How I Came to Ask for Money- Kim Klein

Almost everyone I know, in whatever profession, will be asked a few predictable questions. For example, a gardener friend says people always ask, “Is it fun to be outside all day?” and a high school principal friend says the main question is, “What are the biggest discipline problems you have?”

Here’s the question I am most often asked: “How did you get into this line of work?” Of course, what people really want to know is, “Why would someone purposely choose to have as a career asking people for money?” But, taking the question at face value, what most people don’t realize is that getting into fundraising is easy: few people want to do it, and everyone appreciates someone who will. Moreover, staying in fundraising is even easier: most people who volunteer to help with one event or one campaign soon learn that their reward will be more events and more campaigns.

I want to reflect not so much on how I got into fundraising, but why I stay in it and have stayed in it, one way or another, for 45 years.

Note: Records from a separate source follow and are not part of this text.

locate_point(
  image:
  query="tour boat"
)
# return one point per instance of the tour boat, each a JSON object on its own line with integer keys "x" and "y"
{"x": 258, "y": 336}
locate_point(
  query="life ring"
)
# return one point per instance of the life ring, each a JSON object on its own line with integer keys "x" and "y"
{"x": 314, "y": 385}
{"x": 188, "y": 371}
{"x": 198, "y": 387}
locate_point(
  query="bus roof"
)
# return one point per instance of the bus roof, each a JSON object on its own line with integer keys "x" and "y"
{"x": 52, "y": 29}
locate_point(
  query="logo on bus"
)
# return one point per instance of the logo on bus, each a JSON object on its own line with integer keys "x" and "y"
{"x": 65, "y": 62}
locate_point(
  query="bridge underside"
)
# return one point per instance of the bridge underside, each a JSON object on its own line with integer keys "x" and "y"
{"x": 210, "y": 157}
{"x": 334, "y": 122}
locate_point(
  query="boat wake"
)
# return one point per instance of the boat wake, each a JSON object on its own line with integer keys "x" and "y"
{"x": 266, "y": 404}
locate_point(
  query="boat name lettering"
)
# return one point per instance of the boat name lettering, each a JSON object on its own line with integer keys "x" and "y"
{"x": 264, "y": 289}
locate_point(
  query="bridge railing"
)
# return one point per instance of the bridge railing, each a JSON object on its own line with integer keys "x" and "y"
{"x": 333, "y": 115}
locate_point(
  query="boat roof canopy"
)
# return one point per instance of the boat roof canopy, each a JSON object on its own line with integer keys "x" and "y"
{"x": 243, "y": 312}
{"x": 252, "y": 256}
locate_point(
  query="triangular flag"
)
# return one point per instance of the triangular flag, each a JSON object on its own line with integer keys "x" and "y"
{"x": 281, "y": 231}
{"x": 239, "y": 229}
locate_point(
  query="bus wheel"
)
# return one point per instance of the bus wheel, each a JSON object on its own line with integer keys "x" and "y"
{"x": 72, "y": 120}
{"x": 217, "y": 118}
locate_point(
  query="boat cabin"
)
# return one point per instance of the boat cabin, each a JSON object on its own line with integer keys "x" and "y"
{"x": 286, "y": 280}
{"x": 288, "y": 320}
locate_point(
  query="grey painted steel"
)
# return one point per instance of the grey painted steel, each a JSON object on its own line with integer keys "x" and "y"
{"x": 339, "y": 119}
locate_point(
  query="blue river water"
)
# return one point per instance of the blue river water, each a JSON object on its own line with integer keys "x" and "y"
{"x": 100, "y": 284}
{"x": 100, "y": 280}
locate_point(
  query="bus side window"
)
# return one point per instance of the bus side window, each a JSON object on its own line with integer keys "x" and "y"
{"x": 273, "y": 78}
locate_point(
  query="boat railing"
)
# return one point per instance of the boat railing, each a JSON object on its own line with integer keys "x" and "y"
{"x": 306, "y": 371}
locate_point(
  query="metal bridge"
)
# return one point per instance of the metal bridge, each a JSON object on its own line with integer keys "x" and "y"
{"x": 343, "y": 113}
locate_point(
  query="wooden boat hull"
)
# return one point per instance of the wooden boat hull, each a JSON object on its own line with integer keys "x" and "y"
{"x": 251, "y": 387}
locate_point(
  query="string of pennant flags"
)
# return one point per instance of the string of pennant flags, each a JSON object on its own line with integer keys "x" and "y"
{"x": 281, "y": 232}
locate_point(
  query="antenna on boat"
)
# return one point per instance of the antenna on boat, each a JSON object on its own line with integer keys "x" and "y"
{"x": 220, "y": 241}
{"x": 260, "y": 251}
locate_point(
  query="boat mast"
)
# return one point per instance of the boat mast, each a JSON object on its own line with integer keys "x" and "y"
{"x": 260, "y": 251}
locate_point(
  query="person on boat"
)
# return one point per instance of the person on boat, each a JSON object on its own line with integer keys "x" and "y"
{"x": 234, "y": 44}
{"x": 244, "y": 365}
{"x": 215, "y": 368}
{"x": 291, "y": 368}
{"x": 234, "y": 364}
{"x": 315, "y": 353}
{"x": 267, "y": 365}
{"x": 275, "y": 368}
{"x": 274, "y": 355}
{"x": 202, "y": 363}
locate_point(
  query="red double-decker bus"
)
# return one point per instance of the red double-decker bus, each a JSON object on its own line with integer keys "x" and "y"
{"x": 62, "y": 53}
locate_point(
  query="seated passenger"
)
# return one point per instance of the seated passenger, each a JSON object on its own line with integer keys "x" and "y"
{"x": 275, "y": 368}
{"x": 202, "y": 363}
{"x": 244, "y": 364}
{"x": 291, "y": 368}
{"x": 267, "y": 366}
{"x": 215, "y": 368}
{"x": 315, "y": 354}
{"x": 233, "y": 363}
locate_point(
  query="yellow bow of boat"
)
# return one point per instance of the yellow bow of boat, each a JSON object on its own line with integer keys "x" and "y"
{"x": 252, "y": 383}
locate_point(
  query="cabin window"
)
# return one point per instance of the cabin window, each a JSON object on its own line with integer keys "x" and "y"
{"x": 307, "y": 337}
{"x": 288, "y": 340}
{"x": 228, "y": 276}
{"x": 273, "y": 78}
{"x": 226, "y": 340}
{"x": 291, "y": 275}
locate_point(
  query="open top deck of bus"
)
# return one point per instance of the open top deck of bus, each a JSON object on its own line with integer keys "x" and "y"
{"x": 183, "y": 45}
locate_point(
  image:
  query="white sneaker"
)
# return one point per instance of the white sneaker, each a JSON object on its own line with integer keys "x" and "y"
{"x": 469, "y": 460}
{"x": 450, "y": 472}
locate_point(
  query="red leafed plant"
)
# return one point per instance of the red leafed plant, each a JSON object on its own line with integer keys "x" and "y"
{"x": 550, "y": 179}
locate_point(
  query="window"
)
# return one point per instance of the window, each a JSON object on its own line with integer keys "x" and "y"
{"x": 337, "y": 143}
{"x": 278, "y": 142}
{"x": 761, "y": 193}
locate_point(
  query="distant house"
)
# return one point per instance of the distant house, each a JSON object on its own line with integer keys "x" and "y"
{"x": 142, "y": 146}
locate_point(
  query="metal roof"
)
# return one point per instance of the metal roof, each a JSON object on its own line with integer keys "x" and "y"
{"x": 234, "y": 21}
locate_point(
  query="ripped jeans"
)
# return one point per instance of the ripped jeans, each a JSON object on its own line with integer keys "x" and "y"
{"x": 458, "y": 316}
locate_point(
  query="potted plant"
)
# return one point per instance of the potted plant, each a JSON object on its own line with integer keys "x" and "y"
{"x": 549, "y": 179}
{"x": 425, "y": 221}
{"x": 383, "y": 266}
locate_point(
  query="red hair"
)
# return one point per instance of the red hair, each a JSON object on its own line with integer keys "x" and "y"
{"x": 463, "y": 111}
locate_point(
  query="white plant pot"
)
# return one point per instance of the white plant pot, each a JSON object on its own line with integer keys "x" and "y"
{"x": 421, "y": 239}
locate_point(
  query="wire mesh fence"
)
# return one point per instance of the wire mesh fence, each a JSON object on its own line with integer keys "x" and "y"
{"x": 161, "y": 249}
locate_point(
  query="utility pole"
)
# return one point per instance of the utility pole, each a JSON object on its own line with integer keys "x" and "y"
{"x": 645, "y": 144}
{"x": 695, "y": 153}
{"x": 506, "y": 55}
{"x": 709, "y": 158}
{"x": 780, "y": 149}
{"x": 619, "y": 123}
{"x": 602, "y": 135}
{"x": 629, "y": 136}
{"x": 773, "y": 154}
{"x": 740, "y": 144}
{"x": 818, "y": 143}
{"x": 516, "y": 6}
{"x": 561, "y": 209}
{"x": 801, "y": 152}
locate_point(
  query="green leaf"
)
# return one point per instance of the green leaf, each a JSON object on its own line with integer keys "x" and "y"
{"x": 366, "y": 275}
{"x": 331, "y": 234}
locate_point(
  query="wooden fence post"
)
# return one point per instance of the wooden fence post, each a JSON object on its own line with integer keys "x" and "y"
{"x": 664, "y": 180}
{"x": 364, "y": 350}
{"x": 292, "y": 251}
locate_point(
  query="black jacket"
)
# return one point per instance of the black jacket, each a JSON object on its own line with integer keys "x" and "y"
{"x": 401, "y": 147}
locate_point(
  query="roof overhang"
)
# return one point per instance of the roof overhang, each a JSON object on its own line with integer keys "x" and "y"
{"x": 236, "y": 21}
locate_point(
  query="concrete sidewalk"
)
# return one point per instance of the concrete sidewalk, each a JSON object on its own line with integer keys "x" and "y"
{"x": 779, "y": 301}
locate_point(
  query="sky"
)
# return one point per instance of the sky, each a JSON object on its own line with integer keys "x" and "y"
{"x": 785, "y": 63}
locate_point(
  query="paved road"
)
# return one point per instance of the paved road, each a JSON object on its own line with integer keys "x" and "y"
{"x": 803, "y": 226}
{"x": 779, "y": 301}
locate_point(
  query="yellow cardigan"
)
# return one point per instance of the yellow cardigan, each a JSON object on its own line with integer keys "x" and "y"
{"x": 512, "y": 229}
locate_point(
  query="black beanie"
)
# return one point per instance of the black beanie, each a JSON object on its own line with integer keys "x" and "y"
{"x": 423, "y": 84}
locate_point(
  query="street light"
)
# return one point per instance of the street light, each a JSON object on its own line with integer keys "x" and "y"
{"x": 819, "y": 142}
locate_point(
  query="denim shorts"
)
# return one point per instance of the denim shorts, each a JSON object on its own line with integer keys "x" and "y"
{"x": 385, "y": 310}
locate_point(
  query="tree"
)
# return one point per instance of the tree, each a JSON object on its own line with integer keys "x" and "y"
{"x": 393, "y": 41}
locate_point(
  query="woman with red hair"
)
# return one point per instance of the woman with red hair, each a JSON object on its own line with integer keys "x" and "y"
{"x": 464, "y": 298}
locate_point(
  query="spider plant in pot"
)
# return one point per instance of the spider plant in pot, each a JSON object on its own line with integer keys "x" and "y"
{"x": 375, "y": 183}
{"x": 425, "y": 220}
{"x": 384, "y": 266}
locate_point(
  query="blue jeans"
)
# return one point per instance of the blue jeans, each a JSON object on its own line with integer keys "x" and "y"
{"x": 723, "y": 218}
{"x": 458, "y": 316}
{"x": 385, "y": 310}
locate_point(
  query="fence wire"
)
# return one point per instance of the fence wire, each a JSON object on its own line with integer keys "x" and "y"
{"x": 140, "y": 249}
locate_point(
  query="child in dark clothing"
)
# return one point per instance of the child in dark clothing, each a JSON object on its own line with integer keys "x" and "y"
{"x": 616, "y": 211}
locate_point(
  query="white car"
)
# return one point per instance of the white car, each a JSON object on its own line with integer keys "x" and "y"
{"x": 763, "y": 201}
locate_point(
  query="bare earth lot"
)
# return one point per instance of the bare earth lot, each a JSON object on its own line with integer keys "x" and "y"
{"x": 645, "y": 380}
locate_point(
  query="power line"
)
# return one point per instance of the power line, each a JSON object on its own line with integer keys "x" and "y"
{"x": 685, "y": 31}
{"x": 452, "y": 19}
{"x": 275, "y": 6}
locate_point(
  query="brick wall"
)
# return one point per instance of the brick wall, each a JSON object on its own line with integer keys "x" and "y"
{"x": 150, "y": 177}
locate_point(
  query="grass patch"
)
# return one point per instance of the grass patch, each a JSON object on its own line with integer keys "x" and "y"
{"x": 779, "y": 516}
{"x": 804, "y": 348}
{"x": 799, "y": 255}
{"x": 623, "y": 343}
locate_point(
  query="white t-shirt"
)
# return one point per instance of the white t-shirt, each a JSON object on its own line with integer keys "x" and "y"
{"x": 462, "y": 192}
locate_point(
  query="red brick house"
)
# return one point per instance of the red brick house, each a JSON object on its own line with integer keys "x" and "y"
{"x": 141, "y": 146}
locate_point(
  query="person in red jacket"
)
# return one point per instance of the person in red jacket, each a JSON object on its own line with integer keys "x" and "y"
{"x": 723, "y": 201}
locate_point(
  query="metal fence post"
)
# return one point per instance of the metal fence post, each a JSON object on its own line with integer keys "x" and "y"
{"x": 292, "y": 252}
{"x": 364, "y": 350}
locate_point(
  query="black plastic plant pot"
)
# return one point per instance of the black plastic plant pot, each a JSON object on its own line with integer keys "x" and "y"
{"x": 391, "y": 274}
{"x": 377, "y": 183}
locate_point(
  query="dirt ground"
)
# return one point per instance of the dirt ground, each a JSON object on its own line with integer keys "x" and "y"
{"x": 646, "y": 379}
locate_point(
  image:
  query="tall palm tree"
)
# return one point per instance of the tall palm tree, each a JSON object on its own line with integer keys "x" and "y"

I FALL, THEN JUMP INTO FUNDRAISING
In 1976, I entered the Pacific School of Religion intending to get a Master of Divinity and eventually to be ordained in the Methodist Church. A number of things closed that door, but another door opened immediately, and that was fundraising. While at the divinity school, my work-study job was at the Center for Women and Religion, an underfunded voice for feminism in ministry. I learned my first fundraising lesson there, as I watched the three main staff become increasingly frazzled seeking foundation funding while trying to run programs. 

At the same time, I began volunteering at a newly opened shelter for survivors of domestic violence (or, as we said then, “battered women”) called La Casa de Las Madres in San Francisco. Since I was a divinity student, I was asked to help raise money from churches and synagogues. I had no idea how to do that, so I wrote a pompous and pious essay called, “Towards A Feminist Theological Approach to Ending Battering.”

My essay argued that violence against women was rooted in patriarchy, that all women are battered women in some ways, and that religion had allowed, caused, and tolerated violence against women for its entire existence and this violence had to stop. I said that La Casa was a place of healing ministry 24 hours a day and support for our work was an act of repentance and transformation.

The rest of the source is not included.